Tanihara is a prolific money winner in Japan and has won three times on that tour but he is hardly a household name in world golf and so when he moved to eleven under early it was a case for many of Hideto who? He answered those questions and more by bouncing back from a mini collapse in the middle of the front nine to eventually shoot 71 and at eleven under par finished in a share of fifth. If there has been a better finish by a Japanese golfer at the Open Championship I don’t recall it.
Jim Furyk saw his chances disappear with two bogeys to start his round and although he came back strongly late in the day, the damage had already been done as far as a winning chance was concerned. He shared fourth, his equal best finish in the event.
As the leaders made the turn it was clear that only three people had any chance of winning. Woods turned at 15 under and had just a two shot lead as DiMarco had just two putted the tenth to move to thirteen under.
As DiMarco emerged as Woods biggest threat, Els dropped his second shot of the day at the 11th. Woods, who was playing behind DiMarco and Els, was doing little wrong and so DiMarco would have to go and catch him rather than wait for the mistake that appeared unlikely. Di Marco took up the challenge with birdies at the 13th, 16th and 18th and in fact at one point after Woods bogeyed the 12th, after missing the green and pitching to 20 feet, the difference was just one.
At the 14th Woods produced a brilliant birdie when the club and the hole that must now be his favourites of the week produced a shot from more than 200 yards to 14 feet. When that went in it started a run of three consecutive birdies which would take him three clear. It was at that same 14th with that same club earlier in the week when he holed a similar shot.
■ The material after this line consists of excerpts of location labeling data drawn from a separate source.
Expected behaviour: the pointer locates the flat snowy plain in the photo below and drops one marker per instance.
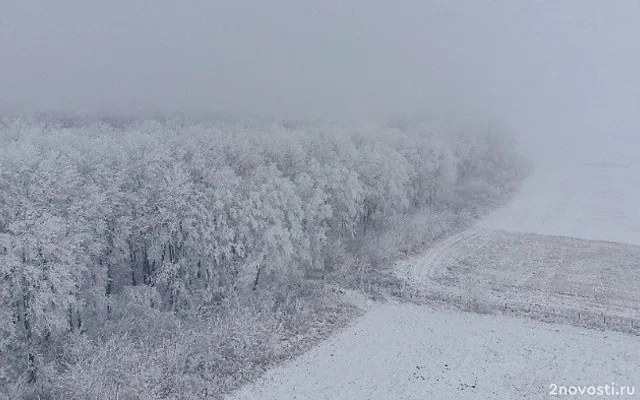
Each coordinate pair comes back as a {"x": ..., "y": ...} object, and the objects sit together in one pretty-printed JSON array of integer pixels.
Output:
[{"x": 551, "y": 285}]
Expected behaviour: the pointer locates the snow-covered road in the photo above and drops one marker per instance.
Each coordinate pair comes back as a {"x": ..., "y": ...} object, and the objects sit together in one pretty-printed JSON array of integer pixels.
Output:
[{"x": 401, "y": 351}]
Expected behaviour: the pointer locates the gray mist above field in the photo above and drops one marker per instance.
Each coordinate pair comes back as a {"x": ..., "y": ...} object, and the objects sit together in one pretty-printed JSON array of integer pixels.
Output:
[{"x": 563, "y": 74}]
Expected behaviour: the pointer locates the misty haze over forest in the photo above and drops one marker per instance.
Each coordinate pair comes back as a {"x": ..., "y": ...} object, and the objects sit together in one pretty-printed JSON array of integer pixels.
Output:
[
  {"x": 194, "y": 193},
  {"x": 564, "y": 70}
]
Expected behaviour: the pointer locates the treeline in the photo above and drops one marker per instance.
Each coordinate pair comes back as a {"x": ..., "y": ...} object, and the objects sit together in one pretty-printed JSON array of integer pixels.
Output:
[{"x": 101, "y": 220}]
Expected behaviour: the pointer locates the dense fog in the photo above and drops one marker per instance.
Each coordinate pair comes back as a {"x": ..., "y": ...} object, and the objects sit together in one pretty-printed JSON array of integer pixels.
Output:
[{"x": 563, "y": 72}]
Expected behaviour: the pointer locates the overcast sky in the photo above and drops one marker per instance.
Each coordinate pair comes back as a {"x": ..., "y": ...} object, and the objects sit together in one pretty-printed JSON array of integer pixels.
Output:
[{"x": 546, "y": 66}]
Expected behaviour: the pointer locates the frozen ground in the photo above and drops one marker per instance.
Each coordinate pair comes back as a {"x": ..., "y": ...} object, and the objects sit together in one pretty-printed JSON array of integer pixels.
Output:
[
  {"x": 564, "y": 251},
  {"x": 413, "y": 352}
]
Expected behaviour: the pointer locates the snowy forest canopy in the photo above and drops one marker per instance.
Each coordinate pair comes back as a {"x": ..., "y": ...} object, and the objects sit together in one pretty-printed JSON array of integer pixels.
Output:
[{"x": 107, "y": 221}]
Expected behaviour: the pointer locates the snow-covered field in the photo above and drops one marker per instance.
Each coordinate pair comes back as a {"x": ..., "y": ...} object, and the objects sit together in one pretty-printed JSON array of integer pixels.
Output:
[{"x": 563, "y": 252}]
Tiger stood on the 18th tee with a three shot lead but when DiMarco hit two good shots just through the back of the green he was able to make birdie and the difference was just two and with a potentially dangerous approach to come for Tiger, it was not yet over. Woods hit a brilliant second which slipped through the back of the green. From there he managed to putt it up to six feet and although he missed that his par was good enough to give him the two shot win.
It was clear watching the interaction between Tiger and his caddy Steve Williams, as they walked one of the great walks in the game to the 18th green, that the raw emotions were close to the surface. A high five to each other there would lead later to perhaps the most meaningful and insightful embrace ever between caddy and player after such a victory. The tears flowed as Steve Williams has no doubt been a loyal friend and support thought some hard times in recent months and Tiger could not hold back any longer.
It was perhaps just as well their embrace was so public, as Woods inadvertently forgot to mention Williams in the list of people he thanked in his speech when accepting the trophy.
In third place was Els whose two late birdies saw him recovering a little of the lost ground from earlier in the day. Jim Furyk was fourth while Tanihara and Garcia tied for fifth.
The best of the Australians was Adam Scott who was mounting a challenge when he reached 12 under after a birdie at the par five 16th. A bogey at the 17th was followed by a disastrous double at the last after his second headed out of bounds. Still, despite the disappointment, Scott’s finish was his best ever in a major.
Virtually all day Peter Lonard was at eight under and with the prospect of good scoring opportunities late in his round, his chances of his best finish in a major were also looking good. His previous best had been 11th at Bethpage and 14th at Muirfield but instead of improving on those performances he dropped shots at the 17th and 18th and finished 16th.
Also in 16th place were Robert Allenby, Geoff Ogilvy and Brett Rumford.
Mark Hensby was 22nd, Michael Campbell, John Senden, Rod Pampling and Marcus Fraser were 35th, while Andrew Buckle ran out of steam and finished 61st.